After all, the main aim of the smoking ban was to reduce passive smoking, which it did.1 Bar workers also reported better health outcomes a year after the ban came in.
The number of pubs has fallen dramatically since the smoking ban came in. But to say, with any certainty, that one caused the other it stupid. Think of it this way: imagine the smoking ban had never come in. Do you really think we would have hundreds more pubs on our streets today?
Do you really think a significant number of pubs would have survived the 2008 financial crash, austerity, rising staff costs, beer tax, business rates, interest rates, energy costs, price inflation, wage stagnation, lockdowns and changing drinking habits?
In 2017, the British Beer and Pub Association told the BBC it was "pretty impossible" to unpick exactly what the individual impact of the ban had been.
For what it’s worth, smokers outside pubs don’t bother me. I wouldn't ban them. I think an outdoor ban is an odd public health measure, and don’t really see how it could encourage smokers to quit. But I also don’t think it would outright kill the hospitality sector. Because there are so many other things which will.
Remember, the number of people smoking has plummeted in recent decades. Only about one in seven adults now smoke in Scotland. New legislation to ban smoking altogether is probably on its way. Pubs can kick up a fuss all they want, but they won’t stop the direction of travel. For a large part of the population, pints and cigarettes just aren’t associated with one another, as they once were.
Some will say an outdoor smoking ban is kicking an industry while it’s down. But to my mind, there are much bigger existential problems for the hospitality sector. It should focus its lobbying efforts elsewhere.
Read more
I love the nanny state, but let’s leave outdoor smokers to puff away in peace (The Observer)

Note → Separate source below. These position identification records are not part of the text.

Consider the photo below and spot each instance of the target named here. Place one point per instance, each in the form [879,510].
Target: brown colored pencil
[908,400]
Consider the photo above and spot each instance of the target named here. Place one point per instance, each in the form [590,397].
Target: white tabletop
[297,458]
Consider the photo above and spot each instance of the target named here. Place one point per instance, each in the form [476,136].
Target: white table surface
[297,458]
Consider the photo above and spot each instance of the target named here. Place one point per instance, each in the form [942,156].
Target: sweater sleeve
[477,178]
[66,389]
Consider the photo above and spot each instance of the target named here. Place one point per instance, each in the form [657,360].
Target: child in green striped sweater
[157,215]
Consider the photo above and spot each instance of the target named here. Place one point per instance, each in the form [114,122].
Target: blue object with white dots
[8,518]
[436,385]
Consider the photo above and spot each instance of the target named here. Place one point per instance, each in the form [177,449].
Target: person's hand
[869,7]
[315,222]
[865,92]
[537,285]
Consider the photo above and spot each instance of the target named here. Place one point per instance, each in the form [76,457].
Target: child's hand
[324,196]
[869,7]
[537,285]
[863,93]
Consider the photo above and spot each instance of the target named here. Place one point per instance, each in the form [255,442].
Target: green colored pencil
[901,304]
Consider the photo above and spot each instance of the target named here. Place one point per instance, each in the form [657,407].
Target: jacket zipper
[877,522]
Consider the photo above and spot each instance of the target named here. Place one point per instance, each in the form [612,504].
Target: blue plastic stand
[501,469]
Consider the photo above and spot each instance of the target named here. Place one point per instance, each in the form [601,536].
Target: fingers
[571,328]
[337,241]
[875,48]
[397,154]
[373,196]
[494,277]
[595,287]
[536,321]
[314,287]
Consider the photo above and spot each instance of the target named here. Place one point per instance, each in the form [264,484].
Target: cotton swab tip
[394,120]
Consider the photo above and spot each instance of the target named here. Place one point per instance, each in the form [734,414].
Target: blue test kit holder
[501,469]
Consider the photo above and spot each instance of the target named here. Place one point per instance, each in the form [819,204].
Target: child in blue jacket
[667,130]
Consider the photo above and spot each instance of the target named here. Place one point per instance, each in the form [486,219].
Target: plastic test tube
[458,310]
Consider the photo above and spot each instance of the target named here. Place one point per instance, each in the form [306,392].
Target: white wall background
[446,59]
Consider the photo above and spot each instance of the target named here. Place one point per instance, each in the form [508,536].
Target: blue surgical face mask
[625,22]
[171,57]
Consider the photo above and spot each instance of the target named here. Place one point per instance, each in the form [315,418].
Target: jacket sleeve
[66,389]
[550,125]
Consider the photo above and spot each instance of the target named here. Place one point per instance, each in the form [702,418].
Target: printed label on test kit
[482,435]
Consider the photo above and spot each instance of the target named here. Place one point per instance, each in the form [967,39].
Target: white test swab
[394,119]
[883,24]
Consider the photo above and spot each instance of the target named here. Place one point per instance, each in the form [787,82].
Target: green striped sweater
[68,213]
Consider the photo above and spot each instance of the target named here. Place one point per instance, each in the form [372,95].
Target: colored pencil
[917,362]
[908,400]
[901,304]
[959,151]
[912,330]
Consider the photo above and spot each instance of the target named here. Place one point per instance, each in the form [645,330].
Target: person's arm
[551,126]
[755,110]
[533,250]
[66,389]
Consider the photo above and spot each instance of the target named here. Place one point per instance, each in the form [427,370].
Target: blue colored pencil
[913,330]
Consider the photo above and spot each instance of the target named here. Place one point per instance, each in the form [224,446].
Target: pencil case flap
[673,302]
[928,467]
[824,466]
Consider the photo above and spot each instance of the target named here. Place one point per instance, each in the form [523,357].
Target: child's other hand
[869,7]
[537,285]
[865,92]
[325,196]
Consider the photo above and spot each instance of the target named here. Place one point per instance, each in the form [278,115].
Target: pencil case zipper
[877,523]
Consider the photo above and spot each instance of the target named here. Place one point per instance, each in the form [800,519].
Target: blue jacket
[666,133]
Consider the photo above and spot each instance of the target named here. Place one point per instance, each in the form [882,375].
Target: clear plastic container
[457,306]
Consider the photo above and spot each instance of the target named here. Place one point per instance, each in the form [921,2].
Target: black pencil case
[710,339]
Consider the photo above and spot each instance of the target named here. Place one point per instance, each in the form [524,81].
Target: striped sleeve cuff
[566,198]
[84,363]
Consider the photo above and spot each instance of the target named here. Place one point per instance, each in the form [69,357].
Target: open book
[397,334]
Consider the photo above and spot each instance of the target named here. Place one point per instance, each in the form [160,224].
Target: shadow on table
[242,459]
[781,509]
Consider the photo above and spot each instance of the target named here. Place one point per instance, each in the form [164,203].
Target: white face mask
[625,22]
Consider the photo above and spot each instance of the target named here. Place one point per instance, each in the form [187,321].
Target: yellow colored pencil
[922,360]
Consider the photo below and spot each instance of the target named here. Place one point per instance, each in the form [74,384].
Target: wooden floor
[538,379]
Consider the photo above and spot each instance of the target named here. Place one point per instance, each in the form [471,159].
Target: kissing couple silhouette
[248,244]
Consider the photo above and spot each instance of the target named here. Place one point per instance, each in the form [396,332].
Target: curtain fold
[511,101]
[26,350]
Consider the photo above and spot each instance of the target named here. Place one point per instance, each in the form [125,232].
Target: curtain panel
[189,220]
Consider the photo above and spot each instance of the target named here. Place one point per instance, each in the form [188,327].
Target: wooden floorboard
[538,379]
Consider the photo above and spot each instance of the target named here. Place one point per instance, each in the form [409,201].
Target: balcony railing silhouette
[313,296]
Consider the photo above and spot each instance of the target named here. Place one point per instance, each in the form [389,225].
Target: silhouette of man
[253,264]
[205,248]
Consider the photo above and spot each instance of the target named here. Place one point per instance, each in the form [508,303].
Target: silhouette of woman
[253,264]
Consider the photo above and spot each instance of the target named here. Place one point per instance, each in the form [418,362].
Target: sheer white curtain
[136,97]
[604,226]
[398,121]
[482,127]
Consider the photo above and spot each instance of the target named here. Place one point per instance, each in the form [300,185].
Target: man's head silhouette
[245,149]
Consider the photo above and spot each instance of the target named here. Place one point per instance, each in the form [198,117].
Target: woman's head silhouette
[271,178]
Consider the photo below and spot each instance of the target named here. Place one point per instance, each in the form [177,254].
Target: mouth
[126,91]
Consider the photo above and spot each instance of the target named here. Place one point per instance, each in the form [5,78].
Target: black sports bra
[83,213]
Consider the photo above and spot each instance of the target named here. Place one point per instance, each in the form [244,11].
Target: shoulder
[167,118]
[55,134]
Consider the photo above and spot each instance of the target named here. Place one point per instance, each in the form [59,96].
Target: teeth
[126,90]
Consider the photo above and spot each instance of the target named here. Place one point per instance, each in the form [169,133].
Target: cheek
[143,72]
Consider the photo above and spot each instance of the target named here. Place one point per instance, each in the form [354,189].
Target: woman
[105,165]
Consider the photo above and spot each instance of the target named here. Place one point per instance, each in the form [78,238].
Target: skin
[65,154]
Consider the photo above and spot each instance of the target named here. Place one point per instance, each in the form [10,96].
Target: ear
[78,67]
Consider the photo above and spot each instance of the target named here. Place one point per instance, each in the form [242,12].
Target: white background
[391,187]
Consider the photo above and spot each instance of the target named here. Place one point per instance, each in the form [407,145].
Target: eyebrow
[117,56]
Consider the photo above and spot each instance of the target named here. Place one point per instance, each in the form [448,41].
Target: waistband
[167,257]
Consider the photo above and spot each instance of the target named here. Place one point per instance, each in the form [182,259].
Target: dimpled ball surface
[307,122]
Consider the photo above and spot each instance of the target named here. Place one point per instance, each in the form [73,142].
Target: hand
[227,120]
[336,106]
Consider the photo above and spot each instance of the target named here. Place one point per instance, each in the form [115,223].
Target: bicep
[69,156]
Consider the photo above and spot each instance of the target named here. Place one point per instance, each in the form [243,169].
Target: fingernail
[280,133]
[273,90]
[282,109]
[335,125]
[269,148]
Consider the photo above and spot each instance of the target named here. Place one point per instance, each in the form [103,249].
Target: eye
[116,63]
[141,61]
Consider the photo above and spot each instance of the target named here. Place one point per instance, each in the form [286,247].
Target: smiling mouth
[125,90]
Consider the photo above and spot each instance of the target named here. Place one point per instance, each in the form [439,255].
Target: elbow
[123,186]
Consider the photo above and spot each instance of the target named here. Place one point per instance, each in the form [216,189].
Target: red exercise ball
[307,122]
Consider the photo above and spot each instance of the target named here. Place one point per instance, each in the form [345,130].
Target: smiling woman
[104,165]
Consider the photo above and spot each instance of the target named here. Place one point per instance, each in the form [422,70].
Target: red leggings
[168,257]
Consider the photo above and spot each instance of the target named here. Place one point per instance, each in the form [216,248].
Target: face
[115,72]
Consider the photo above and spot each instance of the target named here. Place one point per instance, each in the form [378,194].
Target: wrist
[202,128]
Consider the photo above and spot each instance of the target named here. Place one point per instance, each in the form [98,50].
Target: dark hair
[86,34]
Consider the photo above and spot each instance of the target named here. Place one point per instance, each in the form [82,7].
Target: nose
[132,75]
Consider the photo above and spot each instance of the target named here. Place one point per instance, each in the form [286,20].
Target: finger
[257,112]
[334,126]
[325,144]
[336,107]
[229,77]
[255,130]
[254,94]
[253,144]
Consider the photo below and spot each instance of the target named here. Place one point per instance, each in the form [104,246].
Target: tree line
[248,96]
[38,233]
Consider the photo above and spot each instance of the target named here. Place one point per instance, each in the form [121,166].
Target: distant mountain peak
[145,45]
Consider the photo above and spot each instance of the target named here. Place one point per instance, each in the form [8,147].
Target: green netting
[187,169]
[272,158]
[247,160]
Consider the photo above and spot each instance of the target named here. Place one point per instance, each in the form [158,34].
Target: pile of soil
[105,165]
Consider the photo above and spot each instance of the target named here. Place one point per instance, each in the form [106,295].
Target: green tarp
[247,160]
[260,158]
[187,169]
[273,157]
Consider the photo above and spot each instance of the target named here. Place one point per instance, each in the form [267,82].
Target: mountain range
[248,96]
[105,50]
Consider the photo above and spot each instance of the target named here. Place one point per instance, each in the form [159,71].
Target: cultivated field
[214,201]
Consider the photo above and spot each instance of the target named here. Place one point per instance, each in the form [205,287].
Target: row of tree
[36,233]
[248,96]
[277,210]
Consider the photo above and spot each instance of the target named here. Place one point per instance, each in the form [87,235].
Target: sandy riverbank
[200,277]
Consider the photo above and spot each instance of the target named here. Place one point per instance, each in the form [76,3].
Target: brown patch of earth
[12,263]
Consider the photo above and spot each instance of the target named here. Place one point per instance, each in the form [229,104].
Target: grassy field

How the pub trade has changed since the 2007 smoking ban (Morning Advertiser, 2017)
The aim of this new proposed ban appears to be to cut down on smokers altogether, rather than to help the health of the people around them.
As a nonsmoker one of the unintended consequences of the smoking ban was, if you were out casually at the pub, not having to strip off when you got home and throw your clothes into the washing machine.